Agnini was also on the staff of the San Francisco Opera, and guest-directed in Mexico City, Buenos Aires, Rio de Janeiro, London, Paris, Pittsburgh, Philadelphia, and Chicago.

== Hollywood ==

Maestro Agnini was "Technical Advisor" for the film Metropolitan (with Tibbett, 1935). Uncredited, he held the same position for Going My Way (with Bing Crosby and Risë Stevens, 1944) and The Lost Weekend (with Ray Milland and Jane Wyman, directed by Billy Wilder, 1945).

== New Orleans Opera ==

In 1947, Agnini debuted at the New Orleans Opera Association, with Il trovatore (with Stella Roman and Enzo Mascherini, conducted by Walter Herbert), and went on to stage Carmen, Faust (with Pinza), Madama Butterfly (with Mario Lanza in a rare operatic appearance, 1948), and Samson et Dalila.
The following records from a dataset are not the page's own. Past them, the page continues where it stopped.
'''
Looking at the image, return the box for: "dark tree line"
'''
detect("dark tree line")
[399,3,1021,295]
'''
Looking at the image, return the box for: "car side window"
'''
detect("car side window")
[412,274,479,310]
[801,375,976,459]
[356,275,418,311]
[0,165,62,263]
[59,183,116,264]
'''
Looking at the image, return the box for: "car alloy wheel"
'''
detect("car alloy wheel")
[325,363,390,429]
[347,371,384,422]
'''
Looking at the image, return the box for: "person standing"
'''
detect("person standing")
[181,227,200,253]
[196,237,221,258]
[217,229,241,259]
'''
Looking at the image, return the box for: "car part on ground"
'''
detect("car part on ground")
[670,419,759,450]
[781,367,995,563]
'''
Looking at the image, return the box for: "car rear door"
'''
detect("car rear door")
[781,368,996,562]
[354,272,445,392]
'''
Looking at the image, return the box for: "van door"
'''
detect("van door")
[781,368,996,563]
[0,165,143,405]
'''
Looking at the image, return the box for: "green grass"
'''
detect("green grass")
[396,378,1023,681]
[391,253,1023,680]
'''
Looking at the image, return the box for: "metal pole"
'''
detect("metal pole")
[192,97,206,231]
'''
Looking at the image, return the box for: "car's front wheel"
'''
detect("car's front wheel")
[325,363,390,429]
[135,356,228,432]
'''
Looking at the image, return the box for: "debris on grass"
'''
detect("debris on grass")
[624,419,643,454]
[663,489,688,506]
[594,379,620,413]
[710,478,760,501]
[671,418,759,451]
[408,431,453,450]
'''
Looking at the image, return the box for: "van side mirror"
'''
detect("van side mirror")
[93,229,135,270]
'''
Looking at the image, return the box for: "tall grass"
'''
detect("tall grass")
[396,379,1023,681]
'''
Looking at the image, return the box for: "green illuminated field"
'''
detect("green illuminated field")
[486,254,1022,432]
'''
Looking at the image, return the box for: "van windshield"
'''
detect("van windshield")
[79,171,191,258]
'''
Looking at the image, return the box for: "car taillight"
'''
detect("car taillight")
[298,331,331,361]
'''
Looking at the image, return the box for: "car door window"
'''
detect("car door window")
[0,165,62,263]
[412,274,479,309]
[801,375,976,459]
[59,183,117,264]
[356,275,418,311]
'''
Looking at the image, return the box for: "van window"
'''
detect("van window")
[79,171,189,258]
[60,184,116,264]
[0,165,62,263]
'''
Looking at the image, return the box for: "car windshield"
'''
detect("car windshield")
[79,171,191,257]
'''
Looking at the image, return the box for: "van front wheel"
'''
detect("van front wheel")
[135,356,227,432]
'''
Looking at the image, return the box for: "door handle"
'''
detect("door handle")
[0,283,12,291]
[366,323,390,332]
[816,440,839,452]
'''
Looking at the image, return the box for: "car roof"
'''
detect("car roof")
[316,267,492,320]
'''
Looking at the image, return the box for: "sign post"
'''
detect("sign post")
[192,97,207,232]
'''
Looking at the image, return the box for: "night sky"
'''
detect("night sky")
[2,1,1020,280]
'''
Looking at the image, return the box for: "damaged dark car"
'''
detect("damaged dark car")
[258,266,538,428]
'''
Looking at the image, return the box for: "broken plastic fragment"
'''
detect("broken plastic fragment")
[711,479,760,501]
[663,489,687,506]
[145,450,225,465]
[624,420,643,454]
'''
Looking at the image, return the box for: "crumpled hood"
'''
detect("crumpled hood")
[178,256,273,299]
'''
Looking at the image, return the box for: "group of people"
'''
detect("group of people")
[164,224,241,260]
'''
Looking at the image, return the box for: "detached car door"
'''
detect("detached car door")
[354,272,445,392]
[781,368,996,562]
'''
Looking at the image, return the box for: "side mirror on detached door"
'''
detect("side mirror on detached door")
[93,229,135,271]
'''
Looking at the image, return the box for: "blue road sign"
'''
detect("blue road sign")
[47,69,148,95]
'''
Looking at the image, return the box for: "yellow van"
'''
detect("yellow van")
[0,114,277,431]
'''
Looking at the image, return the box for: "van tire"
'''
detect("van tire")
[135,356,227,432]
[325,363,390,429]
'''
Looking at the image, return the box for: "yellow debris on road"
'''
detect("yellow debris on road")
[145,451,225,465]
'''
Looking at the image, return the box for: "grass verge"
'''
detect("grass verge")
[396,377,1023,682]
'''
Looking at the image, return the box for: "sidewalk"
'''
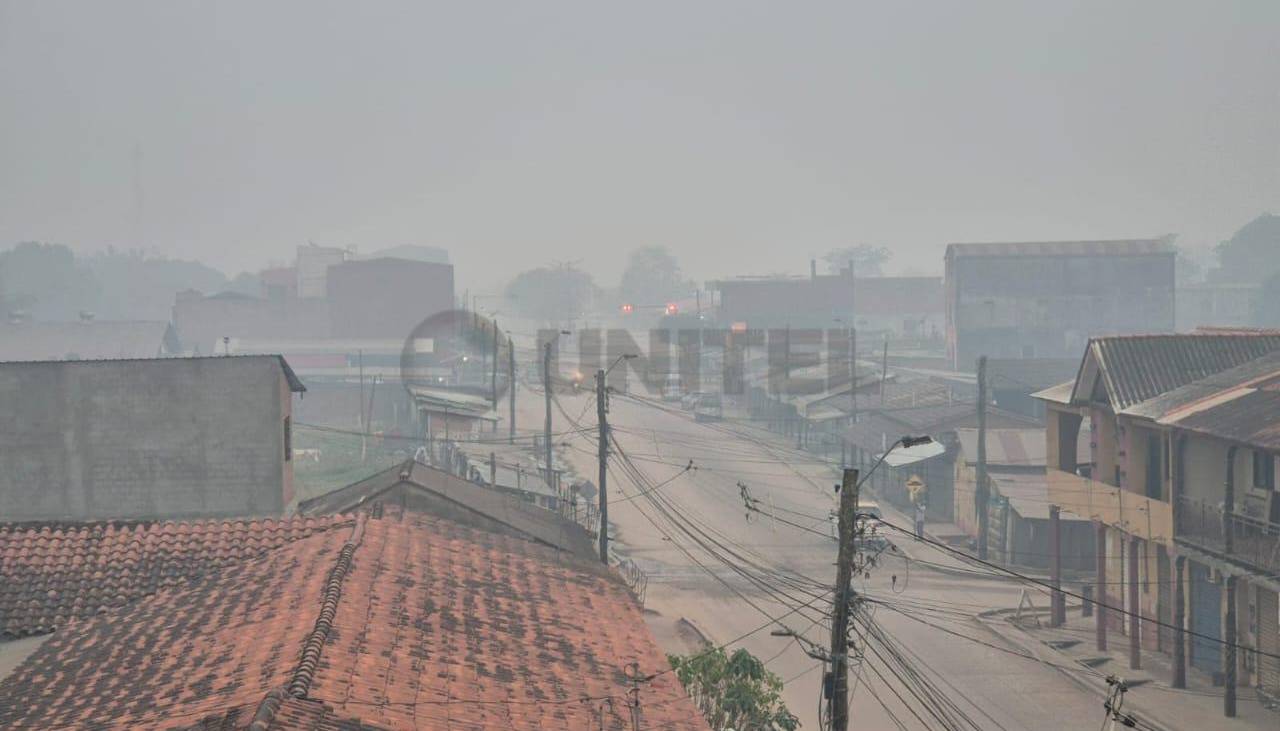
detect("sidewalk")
[977,604,1279,731]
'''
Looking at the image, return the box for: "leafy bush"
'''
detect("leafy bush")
[667,645,800,731]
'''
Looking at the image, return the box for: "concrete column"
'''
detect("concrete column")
[1096,521,1108,652]
[1173,555,1186,689]
[1050,505,1064,627]
[1224,574,1237,718]
[1128,536,1141,669]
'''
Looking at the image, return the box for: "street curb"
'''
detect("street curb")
[971,612,1176,731]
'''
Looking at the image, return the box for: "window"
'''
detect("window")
[284,416,293,461]
[1253,450,1275,490]
[1145,433,1163,499]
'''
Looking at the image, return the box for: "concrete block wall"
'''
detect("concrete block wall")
[0,357,289,521]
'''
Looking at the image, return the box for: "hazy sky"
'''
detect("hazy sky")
[2,1,1277,292]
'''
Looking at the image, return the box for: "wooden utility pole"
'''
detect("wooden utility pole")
[849,327,857,426]
[508,337,516,444]
[543,341,554,503]
[491,319,500,418]
[976,355,989,559]
[879,337,888,401]
[1050,504,1064,627]
[829,467,860,731]
[596,369,610,564]
[358,349,367,463]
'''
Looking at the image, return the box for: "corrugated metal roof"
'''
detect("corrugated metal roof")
[1081,333,1280,410]
[955,429,1045,467]
[1167,390,1280,451]
[1123,350,1280,420]
[986,358,1080,391]
[844,405,1040,451]
[992,471,1085,521]
[954,426,1090,467]
[1032,380,1074,405]
[945,238,1174,259]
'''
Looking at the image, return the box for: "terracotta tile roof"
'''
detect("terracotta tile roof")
[0,510,709,731]
[0,515,354,639]
[0,520,355,729]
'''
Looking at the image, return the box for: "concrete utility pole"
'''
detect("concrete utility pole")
[596,368,610,564]
[543,341,554,504]
[508,337,516,444]
[828,467,860,731]
[975,355,989,559]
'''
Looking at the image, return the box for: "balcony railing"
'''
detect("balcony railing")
[1046,469,1174,543]
[1176,496,1280,574]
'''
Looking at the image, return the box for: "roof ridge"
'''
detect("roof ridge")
[283,514,368,700]
[246,686,290,731]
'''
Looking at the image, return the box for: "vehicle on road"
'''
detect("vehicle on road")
[693,392,723,422]
[661,373,682,402]
[680,391,703,410]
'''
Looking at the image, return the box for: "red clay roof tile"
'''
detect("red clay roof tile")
[0,515,355,639]
[0,512,708,731]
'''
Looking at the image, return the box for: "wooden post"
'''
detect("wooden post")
[1173,555,1186,689]
[880,337,888,401]
[1050,505,1064,627]
[976,356,989,559]
[1096,522,1108,651]
[491,319,500,416]
[1129,536,1141,669]
[597,369,609,564]
[508,337,516,444]
[1225,575,1237,717]
[544,342,554,501]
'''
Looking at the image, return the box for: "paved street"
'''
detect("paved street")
[517,383,1111,730]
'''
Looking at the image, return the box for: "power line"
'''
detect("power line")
[872,518,1280,662]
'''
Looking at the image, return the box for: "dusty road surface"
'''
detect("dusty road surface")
[515,382,1111,731]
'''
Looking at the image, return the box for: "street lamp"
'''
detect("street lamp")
[843,434,938,493]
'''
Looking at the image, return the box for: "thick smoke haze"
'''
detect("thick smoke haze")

By 1954, he had joined the Association's staff, and directed La bohème (conducted by Renato Cellini), Otello (with Ramón Vinay and Herva Nelli), Tosca (with Inge Borkh and Robert Weede), Lakmé, Rigoletto, Andrea Chénier, Martha, Die Fledermaus, Madama Butterfly, Carmen (with Norman Treigle in his first Escamillo), Gianni Schicchi, Aïda (with Nelli), Manon, Lucia di Lammermoor, Elektra, L'amore dei tre re, La traviata (with Lucia Evangelista), Le nozze di Figaro (with Virginia MacWatters as Susanna), Falstaff (with Leonard Warren), Cavalleria rusticana, Pagliacci, Werther, Faust, La Cenerentola, Boris Godunov (with Boris Christoff), Il barbiere di Siviglia, Manon Lescaut (with Eleanor Steber), Il trovatore (with Nelli and Warren), Don Pasquale, Turandot, L'elisir d'amore, Hänsel und Gretel, Norma, Don Giovanni, Les contes d'Hoffmann, and Tannhäuser.

Act IV (or an excerpt thereof) of Agnini's 1959 production of La bohème (with Licia Albanese, Giuseppe di Stefano, Audrey Schuh, Giuseppe Valdengo, and Treigle) was televised in New Orleans, but a kinescope has never been discovered. He died on March 27, 1960, of a heart condition, during rehearsals for his production of Samson et Dalila (with Stevens and Vinay), in New Orleans, leaving behind his widow (Madeleine Leweck Agnini) and two daughters (Luisa Agnini and Cristina Agnini).